Blanquer s’oppose à la labellisation estimant que « les familles aisées mettent en œuvre des stratégies de fuite des établissements classés éducation prioritaire dont la réputation est jugée négative ». Le ministre fait-il semblant d’ignorer que, label ou non, tout le monde connait la réputation du collège ou de l’école du coin ? De plus, l’abandon de la carte scolaire a déjà renforcé un marché scolaire qui met les établissements en concurrence. En bout de chaine, ce sont toujours les mêmes qui trinquent : les élèves de milieux populaires qui resteront dans ces établissements paupérisés et les personnels de ces établissements. Cette disparition du « label » articulée au projet de « territorialisation des politiques éducatives » pousse vers la perte du cadre national laissant ainsi présager l’accentuation des inégalités éducatives entre régions.

Quelles annonces immédiates ? Indemnité REP+ sous condition : la prime de 3000€ promise par Macron pendant sa campagne est en application depuis la rentrée 2018. Une part fixe et une variable : 1000€ nets/an tout de suite à l’ensemble des personnels et 2 000€ pour 2019-2021 correspondant à une « prime de valorisation collective », portant sur un projet d’école ou d’établissement, avec des objectifs à atteindre. Une rémunération au mérite, collective, accordée arbitrairement par la hiérarchie… Le bonheur quoi ! Et les AED et les AESH ? toujours exclu·es de cette prime. Pour le ministre, cette l’indemnité n’est pas censée reconnaître la difficulté d’exercice dans ces réseaux mais reste une « récompense », donc inégalement attribuée. La CGT Éduc’action refuse toute forme de prime différenciée mettant les personnels en concurrence. En attendant, pour les écoles sorties de la carte prioritaire, les primes sont maintenues pour un an. Au-delà de l’argent, la question des conditions de travail et d’apprentissage reste posée. Si elles sont souvent meilleures pour les CP-CE1 dédoublés, celles des autres classes se sont largement dégradées car les autres niveaux ont dû être réorganisés entraînant des surcharges d’effectifs.

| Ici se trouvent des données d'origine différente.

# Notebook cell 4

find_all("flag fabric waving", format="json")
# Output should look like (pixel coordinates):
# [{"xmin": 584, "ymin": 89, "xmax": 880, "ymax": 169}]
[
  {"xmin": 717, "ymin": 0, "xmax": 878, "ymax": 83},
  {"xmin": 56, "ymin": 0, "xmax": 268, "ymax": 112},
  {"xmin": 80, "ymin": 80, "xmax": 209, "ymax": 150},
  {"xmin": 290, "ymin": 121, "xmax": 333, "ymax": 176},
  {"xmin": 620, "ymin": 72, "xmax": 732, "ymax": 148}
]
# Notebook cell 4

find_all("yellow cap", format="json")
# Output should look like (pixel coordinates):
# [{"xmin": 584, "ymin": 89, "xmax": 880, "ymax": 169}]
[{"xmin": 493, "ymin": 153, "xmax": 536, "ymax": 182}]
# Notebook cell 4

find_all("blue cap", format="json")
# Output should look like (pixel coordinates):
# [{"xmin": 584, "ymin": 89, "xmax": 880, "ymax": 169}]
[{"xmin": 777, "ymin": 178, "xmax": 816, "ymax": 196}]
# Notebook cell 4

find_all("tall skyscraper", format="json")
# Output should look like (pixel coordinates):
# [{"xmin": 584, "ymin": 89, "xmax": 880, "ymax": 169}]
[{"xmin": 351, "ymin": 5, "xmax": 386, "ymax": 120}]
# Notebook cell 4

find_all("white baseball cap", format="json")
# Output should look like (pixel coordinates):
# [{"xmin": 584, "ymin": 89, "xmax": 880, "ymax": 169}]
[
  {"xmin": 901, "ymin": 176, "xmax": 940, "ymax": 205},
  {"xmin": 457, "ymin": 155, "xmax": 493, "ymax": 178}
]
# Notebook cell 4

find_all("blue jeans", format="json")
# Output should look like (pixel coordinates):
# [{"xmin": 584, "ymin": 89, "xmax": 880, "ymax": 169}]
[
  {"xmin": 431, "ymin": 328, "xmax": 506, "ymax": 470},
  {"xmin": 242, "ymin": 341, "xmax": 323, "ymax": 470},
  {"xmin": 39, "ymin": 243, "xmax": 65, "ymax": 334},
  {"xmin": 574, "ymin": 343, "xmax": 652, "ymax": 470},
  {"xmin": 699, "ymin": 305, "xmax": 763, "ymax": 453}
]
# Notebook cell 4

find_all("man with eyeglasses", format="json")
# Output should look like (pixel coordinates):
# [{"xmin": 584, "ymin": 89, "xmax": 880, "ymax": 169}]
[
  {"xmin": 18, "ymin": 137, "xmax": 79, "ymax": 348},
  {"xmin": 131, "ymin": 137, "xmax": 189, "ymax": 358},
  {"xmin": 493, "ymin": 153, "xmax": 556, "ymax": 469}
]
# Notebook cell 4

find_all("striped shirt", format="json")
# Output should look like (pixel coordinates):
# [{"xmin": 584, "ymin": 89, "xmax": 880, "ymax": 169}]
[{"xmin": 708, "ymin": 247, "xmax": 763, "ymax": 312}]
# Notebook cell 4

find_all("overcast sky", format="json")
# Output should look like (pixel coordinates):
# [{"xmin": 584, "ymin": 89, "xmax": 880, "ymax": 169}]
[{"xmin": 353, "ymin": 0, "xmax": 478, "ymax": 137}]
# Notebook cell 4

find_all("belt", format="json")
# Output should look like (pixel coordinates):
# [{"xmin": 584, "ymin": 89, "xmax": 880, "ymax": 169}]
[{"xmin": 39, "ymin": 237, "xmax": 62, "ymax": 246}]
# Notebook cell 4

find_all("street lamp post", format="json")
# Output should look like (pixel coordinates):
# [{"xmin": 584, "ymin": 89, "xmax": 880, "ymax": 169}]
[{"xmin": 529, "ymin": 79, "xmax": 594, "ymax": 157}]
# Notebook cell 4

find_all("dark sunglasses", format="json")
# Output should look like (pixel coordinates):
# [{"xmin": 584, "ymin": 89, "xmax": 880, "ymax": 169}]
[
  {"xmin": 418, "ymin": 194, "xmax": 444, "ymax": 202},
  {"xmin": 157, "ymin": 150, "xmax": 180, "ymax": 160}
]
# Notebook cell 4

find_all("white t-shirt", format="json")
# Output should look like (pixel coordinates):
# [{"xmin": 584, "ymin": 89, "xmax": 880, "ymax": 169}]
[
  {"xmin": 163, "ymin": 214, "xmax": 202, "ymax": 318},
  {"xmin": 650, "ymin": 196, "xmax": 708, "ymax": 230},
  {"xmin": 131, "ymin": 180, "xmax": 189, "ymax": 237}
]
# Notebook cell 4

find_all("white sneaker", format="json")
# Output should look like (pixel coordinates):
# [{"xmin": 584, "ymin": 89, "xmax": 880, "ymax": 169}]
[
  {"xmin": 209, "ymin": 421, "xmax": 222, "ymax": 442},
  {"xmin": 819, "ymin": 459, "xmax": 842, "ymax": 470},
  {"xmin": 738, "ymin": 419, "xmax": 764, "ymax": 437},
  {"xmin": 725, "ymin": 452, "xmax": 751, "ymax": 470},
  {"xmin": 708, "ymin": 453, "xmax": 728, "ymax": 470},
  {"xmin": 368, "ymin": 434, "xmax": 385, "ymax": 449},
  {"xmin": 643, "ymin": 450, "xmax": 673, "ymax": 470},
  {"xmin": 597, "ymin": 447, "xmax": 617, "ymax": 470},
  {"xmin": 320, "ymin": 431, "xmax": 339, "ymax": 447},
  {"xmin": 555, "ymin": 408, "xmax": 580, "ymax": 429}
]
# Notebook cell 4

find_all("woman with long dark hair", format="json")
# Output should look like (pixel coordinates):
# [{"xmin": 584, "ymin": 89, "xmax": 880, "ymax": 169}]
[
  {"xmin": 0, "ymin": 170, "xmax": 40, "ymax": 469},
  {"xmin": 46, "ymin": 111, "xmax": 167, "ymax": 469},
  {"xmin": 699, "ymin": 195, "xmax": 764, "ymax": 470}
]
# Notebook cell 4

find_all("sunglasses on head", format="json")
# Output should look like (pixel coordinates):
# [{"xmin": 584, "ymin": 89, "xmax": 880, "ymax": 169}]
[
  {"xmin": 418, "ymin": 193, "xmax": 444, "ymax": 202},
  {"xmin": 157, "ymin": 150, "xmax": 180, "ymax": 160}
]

Les écoles ont aussi dû revoir le partage des espaces de travail : deux classes dans la même salle, gros effectifs dans des salles aux dimensions non adaptées, disparition de salles dédiées… Le dédoublement a souvent supprimé la présence d’un·e maitre·sse supplémentaire, perturbant les organisations pédagogiques réfléchies collectivement.

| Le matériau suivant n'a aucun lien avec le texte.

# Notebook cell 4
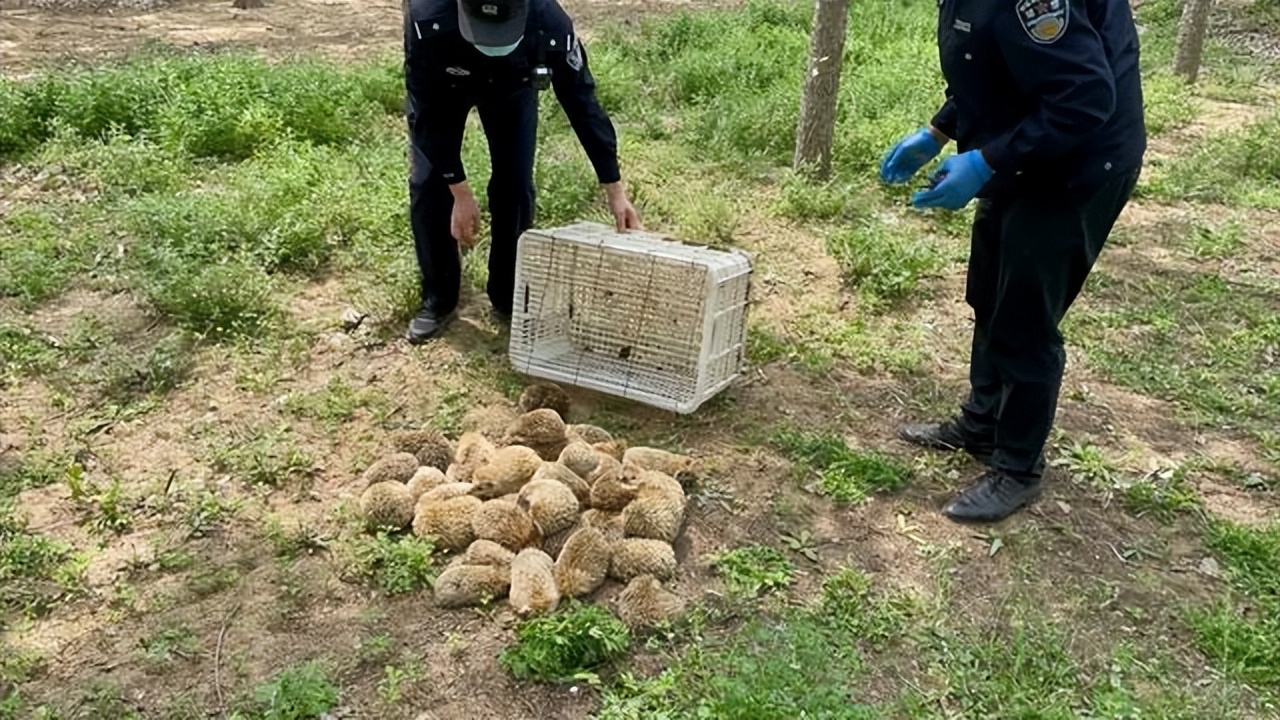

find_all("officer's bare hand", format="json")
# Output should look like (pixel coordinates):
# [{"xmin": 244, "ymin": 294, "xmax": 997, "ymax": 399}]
[
  {"xmin": 449, "ymin": 181, "xmax": 480, "ymax": 247},
  {"xmin": 604, "ymin": 182, "xmax": 644, "ymax": 232}
]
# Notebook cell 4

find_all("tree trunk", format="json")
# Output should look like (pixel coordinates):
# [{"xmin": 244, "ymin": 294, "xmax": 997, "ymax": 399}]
[
  {"xmin": 792, "ymin": 0, "xmax": 849, "ymax": 179},
  {"xmin": 1174, "ymin": 0, "xmax": 1213, "ymax": 82}
]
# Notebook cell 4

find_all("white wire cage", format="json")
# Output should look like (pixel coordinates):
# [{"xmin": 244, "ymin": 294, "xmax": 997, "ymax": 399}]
[{"xmin": 509, "ymin": 223, "xmax": 751, "ymax": 414}]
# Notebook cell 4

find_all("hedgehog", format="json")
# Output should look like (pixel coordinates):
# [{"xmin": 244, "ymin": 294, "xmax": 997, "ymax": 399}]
[
  {"xmin": 360, "ymin": 482, "xmax": 413, "ymax": 530},
  {"xmin": 622, "ymin": 447, "xmax": 694, "ymax": 478},
  {"xmin": 622, "ymin": 470, "xmax": 685, "ymax": 542},
  {"xmin": 591, "ymin": 439, "xmax": 627, "ymax": 462},
  {"xmin": 509, "ymin": 547, "xmax": 561, "ymax": 618},
  {"xmin": 390, "ymin": 430, "xmax": 453, "ymax": 473},
  {"xmin": 471, "ymin": 445, "xmax": 543, "ymax": 500},
  {"xmin": 462, "ymin": 539, "xmax": 516, "ymax": 566},
  {"xmin": 564, "ymin": 424, "xmax": 613, "ymax": 445},
  {"xmin": 444, "ymin": 432, "xmax": 498, "ymax": 483},
  {"xmin": 530, "ymin": 462, "xmax": 591, "ymax": 507},
  {"xmin": 590, "ymin": 461, "xmax": 639, "ymax": 511},
  {"xmin": 408, "ymin": 466, "xmax": 448, "ymax": 502},
  {"xmin": 616, "ymin": 575, "xmax": 685, "ymax": 629},
  {"xmin": 471, "ymin": 498, "xmax": 541, "ymax": 552},
  {"xmin": 502, "ymin": 409, "xmax": 568, "ymax": 460},
  {"xmin": 581, "ymin": 507, "xmax": 626, "ymax": 543},
  {"xmin": 556, "ymin": 527, "xmax": 611, "ymax": 597},
  {"xmin": 413, "ymin": 483, "xmax": 484, "ymax": 551},
  {"xmin": 609, "ymin": 538, "xmax": 676, "ymax": 583},
  {"xmin": 541, "ymin": 518, "xmax": 583, "ymax": 557},
  {"xmin": 520, "ymin": 383, "xmax": 568, "ymax": 418},
  {"xmin": 360, "ymin": 452, "xmax": 417, "ymax": 486},
  {"xmin": 434, "ymin": 561, "xmax": 511, "ymax": 607},
  {"xmin": 559, "ymin": 439, "xmax": 600, "ymax": 478},
  {"xmin": 518, "ymin": 479, "xmax": 579, "ymax": 534}
]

La CGT Éduc’action revendique toujours :
- le maintien d’une carte scolaire nationale, reposant sur des critères sociaux et géographiques clairs.

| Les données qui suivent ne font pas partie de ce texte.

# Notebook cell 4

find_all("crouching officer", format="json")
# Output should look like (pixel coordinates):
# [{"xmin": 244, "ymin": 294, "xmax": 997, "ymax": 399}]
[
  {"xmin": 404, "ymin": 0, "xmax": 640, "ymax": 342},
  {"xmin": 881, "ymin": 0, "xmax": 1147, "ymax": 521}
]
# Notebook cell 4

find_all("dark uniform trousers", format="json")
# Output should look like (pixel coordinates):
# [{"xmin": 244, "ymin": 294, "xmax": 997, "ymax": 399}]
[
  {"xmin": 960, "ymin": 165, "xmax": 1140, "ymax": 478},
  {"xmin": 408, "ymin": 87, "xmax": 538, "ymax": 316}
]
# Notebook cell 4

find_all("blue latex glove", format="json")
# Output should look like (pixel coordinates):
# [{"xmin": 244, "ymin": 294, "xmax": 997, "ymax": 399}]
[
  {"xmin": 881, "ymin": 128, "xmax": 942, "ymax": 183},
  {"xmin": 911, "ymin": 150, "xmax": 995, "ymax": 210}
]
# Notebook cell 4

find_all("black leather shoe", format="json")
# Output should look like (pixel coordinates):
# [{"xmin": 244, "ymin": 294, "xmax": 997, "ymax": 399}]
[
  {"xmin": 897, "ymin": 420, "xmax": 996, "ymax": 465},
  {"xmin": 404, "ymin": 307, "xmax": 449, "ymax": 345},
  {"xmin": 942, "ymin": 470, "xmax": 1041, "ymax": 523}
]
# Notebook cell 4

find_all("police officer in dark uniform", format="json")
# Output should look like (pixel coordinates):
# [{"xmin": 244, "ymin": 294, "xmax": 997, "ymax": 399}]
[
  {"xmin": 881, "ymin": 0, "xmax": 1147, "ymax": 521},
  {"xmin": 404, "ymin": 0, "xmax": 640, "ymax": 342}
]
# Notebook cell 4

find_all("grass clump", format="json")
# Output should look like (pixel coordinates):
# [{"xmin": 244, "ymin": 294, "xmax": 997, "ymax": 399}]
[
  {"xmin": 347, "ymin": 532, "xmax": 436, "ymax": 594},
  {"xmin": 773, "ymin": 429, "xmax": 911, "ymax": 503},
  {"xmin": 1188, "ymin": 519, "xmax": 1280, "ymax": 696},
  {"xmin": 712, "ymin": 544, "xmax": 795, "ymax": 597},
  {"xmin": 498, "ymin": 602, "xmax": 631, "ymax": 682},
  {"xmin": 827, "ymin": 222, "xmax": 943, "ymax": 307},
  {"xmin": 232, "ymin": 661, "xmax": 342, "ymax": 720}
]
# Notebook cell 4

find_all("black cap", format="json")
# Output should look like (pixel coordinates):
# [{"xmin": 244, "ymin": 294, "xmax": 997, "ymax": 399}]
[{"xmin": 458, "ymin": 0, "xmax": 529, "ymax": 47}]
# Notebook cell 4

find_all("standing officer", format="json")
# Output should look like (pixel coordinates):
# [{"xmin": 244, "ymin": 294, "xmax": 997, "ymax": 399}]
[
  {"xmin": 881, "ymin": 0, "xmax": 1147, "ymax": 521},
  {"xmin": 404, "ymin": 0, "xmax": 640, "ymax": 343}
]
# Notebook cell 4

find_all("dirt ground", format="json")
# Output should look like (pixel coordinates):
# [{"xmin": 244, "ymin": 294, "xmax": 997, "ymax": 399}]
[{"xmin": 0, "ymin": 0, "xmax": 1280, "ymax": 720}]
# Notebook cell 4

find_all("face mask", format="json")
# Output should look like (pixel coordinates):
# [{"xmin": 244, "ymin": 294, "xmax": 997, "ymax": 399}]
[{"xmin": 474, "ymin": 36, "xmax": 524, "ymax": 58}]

- des moyens supplémentaires pour réduire règlementairement les effectifs en éducation prioritaire (15 élèves maximum/classe).
- une éducation prioritaire qui va de la maternelle à la fin du lycée et donc le retour des lycées dans l’éducation prioritaire.
- du temps de concertation intégré au temps de service entre pairs, au bénéfice de nos élèves.